4. An apparatus that facilitates VR video encoding, the apparatus comprising:

the device comprises an acquisition module, a coding module and a decoding module, wherein the acquisition module is used for acquiring a VR video image to be coded, the VR video image comprises a first image and a second image, and the first image and the second image are corresponding images of different eyes;

the dividing module is used for dividing the first image and the second image into pixel blocks with preset row and column numbers;

a calculating module, configured to determine, for each pixel block in the first image, a pixel block in the second image as an adaptation block, and calculate a distance between the pixel block and the adaptation block, where a difference in similarity between the pixel block and the adaptation block is minimum, and the distance represents a motion displacement between the pixel block and the corresponding adaptation block;

the computing module is further configured to obtain depth information of the pixel block corresponding to the distance based on the distance computation;

a grouping module, configured to group each pixel block according to the depth information before encoding, so that the VR video image is divided into at least two groups;

the calculation module is used for regarding each pixel block in the first image as a source pixel block based on a formula

Calculating a similarity difference value between the pixel block and each pixel block in the second image, wherein SAD is the similarity difference value, S_ijFor the pixel in the ith row and jth column in the pixel block, d_ijThe pixel of the ith row and the jth column in a certain pixel block in the second image; determining a plurality of pixel blocks adjacent to the source pixel block as a neighborhood pixel block when the plurality of pixel blocks are searched in the second image such that the SAD is minimum; acquiring a position area of an adaptation block corresponding to each pixel block included in the neighborhood pixel blocks, and determining an area with the highest occurrence frequency of the adaptation blocks as a target area; will minimize the SADAnd determining a pixel block belonging to the target area in the plurality of pixel blocks as an adaptation block corresponding to the source pixel block.
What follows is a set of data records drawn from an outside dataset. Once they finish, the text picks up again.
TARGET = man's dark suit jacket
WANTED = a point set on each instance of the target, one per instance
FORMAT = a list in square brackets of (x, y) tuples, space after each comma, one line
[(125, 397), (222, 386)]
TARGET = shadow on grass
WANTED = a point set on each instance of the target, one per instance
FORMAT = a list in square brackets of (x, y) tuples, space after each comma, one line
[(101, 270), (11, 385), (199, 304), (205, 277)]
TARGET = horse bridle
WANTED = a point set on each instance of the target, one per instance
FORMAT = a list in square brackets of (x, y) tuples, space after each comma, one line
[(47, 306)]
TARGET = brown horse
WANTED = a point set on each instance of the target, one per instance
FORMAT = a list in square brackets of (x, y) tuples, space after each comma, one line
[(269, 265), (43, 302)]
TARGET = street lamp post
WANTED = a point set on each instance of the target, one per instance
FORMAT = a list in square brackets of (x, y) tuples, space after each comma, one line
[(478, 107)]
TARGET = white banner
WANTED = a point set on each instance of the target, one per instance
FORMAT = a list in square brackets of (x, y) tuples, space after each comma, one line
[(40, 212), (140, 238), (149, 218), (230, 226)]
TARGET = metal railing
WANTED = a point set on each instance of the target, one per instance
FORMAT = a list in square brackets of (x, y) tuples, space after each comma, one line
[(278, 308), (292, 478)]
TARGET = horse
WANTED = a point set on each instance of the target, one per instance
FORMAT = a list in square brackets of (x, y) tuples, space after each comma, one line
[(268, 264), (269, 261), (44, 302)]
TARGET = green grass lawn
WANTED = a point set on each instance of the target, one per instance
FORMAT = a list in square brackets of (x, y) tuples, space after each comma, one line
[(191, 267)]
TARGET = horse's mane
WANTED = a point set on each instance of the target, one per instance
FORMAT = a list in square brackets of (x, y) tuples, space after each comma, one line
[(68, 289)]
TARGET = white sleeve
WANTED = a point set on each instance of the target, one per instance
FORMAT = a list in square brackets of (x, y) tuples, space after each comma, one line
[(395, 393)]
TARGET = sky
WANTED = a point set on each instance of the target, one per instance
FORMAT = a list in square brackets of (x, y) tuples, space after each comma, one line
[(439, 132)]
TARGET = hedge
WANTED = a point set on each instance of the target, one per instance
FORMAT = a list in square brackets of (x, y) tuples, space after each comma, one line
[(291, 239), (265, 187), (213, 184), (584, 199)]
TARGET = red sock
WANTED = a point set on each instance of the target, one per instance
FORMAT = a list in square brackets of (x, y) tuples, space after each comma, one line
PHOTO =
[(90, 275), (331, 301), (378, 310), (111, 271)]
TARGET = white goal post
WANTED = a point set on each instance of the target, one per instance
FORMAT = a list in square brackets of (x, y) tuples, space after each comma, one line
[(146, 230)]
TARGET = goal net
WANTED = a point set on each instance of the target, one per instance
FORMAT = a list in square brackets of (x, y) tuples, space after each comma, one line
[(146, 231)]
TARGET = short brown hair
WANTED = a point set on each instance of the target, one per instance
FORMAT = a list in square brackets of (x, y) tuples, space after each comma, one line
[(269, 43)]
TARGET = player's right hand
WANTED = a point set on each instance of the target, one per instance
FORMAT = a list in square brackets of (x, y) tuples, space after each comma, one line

5. The apparatus of claim 4, further comprising:

and the preprocessing module is used for respectively carrying out binarization processing on the first image and the second image to obtain a first gradient image corresponding to the first image and a second gradient image corresponding to the second image.

6. An electronic device, comprising an interconnected memory, a processor, a computer program being stored in the memory, the computer program, when executed by the processor, causing the electronic device to perform the method of any of claims 1-3.

7. A computer-readable storage medium, in which a computer program is stored which, when run on a computer, causes the computer to carry out the method according to any one of claims 1-3.